I actually read this book last month on James Baldwin’s birthday. Since I watched the documentary I Am Not Your Negro it seems I see references to Baldwin everywhere. I’m not sure if there is a resurgence of interest in him or if it is just that now I’m paying attention. But I have a pile of his books now and started with The Fire Next Time.

It took me a long time to write this because I’ve been thinking a lot about the book and I didn’t want to dash something off. The first part of the book is a letter Baldwin wrote to his nephew about growing up in America as a person of colour. A few summers ago I read Ta-Nehisi Coates book Between the World and Me which is written as a letter to his son and I was disturbed reading Baldwin’s letter by how little things have changed since Baldwin wrote his letter in the early sixties.
The second part of the book is an essay on race relations in the US and in particular Baldwin’s reflections on religious identity in the context of race relations. He details his own childhood in the church and his reasons for distancing himself it. But he also describes his meeting with Elijah Muhammad and his reasons for not joining the Nation of Islam either. The church failed to speak to the dire conditions of the neighbourhood Baldwin grew up in, promising instead eternal rewards. The Nation of Islam involved a rejection of the white community which Baldwin rejected.
Baldwin writes at length about the ways in which he thinks the circumstances of blacks and whites are tied together and argues that the emancipation of one is tied to the emancipation of the other. Life is ultimately tragic because one day we will all die and we will do anything to hide this fact from ourselves. Baldwin sees in white attitudes towards and treatment of blacks the projection of these fears on others in a futile attempt to see oneself as free from the fact of mortality.

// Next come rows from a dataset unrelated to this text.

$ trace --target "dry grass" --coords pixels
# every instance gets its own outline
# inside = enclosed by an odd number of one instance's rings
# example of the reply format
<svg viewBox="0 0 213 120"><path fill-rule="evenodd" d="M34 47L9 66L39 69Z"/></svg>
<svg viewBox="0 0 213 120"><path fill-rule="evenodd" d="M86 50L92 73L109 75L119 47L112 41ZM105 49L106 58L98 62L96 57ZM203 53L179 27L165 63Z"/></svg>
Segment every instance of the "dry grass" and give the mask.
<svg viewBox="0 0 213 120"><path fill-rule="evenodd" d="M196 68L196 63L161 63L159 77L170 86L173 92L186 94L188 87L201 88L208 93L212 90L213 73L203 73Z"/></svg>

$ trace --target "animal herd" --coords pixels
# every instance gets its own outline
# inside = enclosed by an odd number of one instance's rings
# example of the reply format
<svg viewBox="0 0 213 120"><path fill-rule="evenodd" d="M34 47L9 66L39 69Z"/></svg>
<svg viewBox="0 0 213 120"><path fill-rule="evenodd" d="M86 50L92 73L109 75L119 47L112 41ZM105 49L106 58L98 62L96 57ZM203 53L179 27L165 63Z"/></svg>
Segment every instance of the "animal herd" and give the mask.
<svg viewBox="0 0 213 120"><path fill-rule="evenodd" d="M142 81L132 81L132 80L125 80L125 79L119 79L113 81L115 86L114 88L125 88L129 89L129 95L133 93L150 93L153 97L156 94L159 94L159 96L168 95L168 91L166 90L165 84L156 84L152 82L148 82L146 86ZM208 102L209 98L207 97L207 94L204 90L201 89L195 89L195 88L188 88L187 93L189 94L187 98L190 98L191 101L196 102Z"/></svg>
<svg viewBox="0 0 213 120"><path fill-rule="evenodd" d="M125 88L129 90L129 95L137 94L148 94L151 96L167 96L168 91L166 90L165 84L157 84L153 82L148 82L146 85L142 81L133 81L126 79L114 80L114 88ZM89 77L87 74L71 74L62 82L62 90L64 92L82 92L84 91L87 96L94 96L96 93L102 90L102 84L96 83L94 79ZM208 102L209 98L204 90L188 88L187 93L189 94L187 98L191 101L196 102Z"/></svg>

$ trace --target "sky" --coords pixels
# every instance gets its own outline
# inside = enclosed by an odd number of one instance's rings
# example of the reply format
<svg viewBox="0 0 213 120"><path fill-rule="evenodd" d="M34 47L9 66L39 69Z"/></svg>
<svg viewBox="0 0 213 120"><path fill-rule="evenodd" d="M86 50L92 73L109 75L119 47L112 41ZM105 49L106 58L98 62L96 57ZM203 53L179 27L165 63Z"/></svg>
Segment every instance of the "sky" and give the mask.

I’ve been thinking a lot lately on the public hostility expressed in social media towards clients of our local Supervised Consumption Site as something of the same. If the racialized “other” is to blame for his or her problems, if they “deserve” punishment, if they are suffering the consequences of their own choices, then I am safe from the threat of the opioid crisis because I am protected by my race, my economic status, my virtue. To which Baldwin responds: whoever debases others is debasing himself. We are all in this together and if we are going to see a better world it is going to be by seeing our redemption as wrapped up in the redemption of all.